The importer can now do two different things for VS Code data:

  • import-vscode-sessions reconstructs structured chat sessions from workspaceStorage/*/chatSessions/*.jsonl into user and assistant turns.
  • import-vscode-copilot preserves Copilot chat resource files as raw imported notes for auditability and fallback coverage.

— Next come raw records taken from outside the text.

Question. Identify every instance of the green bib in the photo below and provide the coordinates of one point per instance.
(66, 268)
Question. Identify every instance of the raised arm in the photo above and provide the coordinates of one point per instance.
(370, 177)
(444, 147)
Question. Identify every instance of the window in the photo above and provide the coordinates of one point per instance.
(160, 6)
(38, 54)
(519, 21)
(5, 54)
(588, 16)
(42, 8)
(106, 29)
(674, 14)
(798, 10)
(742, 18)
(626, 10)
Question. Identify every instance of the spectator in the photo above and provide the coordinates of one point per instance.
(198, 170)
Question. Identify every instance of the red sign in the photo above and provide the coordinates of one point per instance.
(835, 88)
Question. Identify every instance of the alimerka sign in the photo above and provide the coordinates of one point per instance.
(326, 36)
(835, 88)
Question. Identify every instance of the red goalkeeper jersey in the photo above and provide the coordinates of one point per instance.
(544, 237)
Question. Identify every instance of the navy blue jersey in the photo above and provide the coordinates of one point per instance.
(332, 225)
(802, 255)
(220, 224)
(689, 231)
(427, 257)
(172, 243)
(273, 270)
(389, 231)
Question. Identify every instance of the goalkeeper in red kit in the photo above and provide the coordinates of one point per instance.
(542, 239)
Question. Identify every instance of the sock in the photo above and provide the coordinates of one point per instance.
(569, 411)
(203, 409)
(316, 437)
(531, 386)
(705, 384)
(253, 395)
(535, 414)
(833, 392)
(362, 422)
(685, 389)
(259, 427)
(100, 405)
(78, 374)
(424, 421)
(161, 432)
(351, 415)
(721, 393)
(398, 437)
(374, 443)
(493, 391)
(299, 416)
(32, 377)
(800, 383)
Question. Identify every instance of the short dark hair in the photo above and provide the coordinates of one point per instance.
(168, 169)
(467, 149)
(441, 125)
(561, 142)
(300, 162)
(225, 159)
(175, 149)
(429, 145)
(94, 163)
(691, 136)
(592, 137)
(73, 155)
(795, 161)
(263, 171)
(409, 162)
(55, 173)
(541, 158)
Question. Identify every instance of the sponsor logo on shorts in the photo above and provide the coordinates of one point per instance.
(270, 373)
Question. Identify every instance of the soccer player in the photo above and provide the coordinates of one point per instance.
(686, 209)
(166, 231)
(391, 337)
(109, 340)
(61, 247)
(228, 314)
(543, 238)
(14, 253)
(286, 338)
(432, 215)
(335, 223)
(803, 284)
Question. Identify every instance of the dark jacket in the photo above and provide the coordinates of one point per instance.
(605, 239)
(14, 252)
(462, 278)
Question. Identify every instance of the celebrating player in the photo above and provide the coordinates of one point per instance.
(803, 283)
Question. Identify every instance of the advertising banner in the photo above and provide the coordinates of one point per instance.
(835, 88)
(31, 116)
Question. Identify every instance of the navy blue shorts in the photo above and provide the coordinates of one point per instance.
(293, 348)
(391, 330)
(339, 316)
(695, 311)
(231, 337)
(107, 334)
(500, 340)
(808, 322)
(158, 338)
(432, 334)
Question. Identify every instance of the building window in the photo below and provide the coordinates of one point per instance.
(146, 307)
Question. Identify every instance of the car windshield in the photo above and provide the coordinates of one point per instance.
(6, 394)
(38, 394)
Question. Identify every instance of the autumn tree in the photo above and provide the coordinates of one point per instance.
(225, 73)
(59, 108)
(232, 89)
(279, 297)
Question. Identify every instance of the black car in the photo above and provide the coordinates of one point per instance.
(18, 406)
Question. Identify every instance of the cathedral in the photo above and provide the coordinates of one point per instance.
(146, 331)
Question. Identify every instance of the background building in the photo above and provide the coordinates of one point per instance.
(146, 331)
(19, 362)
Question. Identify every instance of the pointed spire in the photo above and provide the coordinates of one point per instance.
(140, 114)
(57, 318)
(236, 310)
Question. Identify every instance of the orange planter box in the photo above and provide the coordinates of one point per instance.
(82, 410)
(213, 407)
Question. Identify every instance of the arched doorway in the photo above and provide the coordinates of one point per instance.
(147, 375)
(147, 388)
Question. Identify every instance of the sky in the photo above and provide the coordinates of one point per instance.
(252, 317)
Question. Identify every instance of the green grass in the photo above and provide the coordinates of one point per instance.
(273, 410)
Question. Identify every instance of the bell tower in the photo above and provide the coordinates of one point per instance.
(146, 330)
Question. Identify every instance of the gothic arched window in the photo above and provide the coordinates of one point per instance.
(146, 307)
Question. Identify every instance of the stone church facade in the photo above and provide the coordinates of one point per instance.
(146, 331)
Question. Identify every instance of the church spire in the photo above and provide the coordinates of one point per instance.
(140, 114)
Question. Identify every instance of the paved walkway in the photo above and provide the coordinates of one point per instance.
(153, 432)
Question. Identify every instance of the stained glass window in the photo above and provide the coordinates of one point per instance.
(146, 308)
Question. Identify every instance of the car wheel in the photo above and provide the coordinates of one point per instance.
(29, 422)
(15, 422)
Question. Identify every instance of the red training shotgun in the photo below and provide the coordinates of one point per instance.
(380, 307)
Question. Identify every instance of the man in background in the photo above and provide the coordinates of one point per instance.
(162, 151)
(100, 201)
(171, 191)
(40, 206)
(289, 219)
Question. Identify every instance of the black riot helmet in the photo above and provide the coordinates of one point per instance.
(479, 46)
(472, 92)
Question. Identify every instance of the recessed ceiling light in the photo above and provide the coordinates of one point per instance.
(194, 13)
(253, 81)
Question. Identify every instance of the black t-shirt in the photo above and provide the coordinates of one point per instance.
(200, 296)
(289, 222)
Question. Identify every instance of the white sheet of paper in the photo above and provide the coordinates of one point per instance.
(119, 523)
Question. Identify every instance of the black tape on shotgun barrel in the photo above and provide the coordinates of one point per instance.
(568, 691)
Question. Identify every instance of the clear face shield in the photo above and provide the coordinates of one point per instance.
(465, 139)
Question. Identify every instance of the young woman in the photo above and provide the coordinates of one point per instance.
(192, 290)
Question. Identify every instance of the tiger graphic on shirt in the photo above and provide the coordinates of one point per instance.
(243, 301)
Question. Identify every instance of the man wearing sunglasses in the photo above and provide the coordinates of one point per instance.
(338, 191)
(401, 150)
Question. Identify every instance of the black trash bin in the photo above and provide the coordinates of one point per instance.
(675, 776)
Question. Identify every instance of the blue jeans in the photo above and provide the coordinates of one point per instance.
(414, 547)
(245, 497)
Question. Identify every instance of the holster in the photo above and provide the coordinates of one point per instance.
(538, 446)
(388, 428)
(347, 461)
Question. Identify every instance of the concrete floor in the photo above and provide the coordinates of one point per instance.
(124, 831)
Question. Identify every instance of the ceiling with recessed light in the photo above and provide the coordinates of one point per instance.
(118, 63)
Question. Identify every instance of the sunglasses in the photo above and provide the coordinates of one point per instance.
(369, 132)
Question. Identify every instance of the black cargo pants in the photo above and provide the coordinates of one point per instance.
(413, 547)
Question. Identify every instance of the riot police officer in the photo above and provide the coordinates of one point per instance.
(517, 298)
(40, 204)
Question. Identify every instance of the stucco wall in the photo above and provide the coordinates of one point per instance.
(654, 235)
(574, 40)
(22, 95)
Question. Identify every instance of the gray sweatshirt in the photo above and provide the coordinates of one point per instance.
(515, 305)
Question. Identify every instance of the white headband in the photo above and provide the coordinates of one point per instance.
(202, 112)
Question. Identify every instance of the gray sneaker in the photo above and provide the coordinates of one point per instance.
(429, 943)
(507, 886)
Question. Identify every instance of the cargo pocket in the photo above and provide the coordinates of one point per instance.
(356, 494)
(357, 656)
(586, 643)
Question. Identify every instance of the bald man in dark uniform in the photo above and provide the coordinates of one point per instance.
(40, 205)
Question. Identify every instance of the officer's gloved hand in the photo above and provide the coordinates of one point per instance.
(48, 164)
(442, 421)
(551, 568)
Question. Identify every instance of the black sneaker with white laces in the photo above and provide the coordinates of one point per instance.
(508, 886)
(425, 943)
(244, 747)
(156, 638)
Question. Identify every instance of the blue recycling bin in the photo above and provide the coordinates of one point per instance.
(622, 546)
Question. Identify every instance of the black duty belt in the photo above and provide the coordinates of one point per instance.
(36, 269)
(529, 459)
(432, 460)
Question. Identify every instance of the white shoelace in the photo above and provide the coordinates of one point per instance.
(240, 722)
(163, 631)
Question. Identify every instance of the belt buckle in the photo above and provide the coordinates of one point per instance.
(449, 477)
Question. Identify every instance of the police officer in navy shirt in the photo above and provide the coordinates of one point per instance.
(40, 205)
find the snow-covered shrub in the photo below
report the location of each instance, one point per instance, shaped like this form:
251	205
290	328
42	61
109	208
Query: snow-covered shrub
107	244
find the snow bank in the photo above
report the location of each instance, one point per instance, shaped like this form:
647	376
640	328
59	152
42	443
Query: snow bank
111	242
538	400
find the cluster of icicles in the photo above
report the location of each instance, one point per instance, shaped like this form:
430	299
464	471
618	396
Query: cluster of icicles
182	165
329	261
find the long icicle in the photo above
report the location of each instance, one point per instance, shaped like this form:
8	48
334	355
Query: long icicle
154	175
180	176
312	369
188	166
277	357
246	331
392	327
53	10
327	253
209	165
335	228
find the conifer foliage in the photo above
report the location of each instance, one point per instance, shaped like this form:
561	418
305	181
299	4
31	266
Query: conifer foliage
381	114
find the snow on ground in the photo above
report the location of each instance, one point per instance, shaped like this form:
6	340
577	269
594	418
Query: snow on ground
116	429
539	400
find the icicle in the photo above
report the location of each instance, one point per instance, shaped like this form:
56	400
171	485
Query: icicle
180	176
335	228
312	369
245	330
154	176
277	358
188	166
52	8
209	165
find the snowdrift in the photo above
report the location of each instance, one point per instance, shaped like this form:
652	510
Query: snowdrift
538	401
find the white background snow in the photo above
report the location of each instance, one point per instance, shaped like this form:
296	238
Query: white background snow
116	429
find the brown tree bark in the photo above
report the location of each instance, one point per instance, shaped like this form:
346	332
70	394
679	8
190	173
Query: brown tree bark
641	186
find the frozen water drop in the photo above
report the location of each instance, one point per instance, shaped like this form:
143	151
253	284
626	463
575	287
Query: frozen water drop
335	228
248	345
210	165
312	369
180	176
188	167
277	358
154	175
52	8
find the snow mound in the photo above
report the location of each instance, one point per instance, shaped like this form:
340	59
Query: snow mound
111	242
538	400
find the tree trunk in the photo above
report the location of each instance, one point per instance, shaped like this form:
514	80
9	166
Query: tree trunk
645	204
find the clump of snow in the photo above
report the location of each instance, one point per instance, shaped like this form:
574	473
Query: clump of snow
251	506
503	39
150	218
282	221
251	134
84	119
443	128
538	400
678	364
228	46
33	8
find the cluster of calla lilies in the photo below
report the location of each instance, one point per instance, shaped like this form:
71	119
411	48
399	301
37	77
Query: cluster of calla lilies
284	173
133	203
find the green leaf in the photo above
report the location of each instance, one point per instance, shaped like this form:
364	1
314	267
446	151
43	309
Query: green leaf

Repo inference now prefers workspace.json, which means single-folder VS Code workspaces can usually map imported session history back to the real repo path instead of a workspace hash.

MCP Server

Run the MCP server over stdio:

work-memory-mcp --transport stdio

Run it over streamable HTTP for shared local access:

work-memory-mcp --transport streamable-http --host 127.0.0.1 --port 8000 --json-response

The MCP layer exposes tools for:

  • memory_status
  • search_memory
  • recall_project_memory
  • recall_cross_project_memory
  • recursive_recall_memory
  • summarize_memory_topic
  • store_memory_note
  • discover_memory_sources
  • import_vscode_sessions
  • import_vscode_copilot_resources

It also exposes a memory://status resource and a memory_query_plan prompt.

For a local MCP client that supports stdio, point it at:

{
  "command": "C:/Project/work-memory/.venv/Scripts/python.exe",
  "args": ["-m", "work_memory.mcp_server", "--transport", "stdio"]
}

GitHub And Other Machines

The codebase is portable. It is not bespoke to only this machine, but the stored memory is local-first, which means the database and JSONL archive live on each machine unless you explicitly copy or sync them.

What GitHub gives you:

  • backup and version history for the code
  • a simple install source for other machines
  • a shareable project other people can clone and run

What GitHub does not give you automatically:

  • sync of %LOCALAPPDATA%/work-memory/work_memory.db
  • sync of %LOCALAPPDATA%/work-memory/raw_events.jsonl

To use this on another computer:

git clone <your-repo-url>
cd work-memory
python -m venv .venv
.venv\Scripts\activate
pip install -e .[dev]
work-memory init

If you want to preserve existing history on a second machine, copy the storage directory or set WORK_MEMORY_HOME to a synced location before starting the server.

Examples:

$env:WORK_MEMORY_HOME = "D:/synced/work-memory"
work-memory init
work-memory-mcp --transport stdio

Portable backup and restore helpers are included:

work-memory-backup --destination C:/backups
work-memory-restore --backup C:/backups/work-memory-backup-20260306-120000.zip

If you want true cross-machine continuity instead of occasional backups, set WORK_MEMORY_HOME to a synced folder on each machine before starting the MCP server.

$env:WORK_MEMORY_HOME = "D:/synced/work-memory"
work-memory init
work-memory-install-vscode

PyPI Publishing

This repository is configured for GitHub Actions Trusted Publishing to PyPI.

Workflow file:

  • .github/workflows/publish-pypi.yml

Trusted Publisher values for PyPI:

  • owner: joe02740
  • repository: work-memory
  • workflow name: publish-pypi.yml
  • environment name: leave blank

Release flow:

  1. Add the Trusted Publisher in the PyPI project settings for work-memory-mcp.
  2. Push this repository state to GitHub.
  3. Create a GitHub release such as v0.1.0.
  4. GitHub Actions builds dist/* and publishes the package to PyPI.

Recommended Distribution Path

The practical path is now:

  1. Push the code to GitHub.
  2. Keep the local memory store out of git.
  3. Publish work-memory-mcp to PyPI from a GitHub release.
  4. Install from PyPI or from source on each machine.
  5. If you later want cross-machine history sync, add explicit export/import or a synced storage location.

That keeps the project local-first while still making it reusable by you and other people.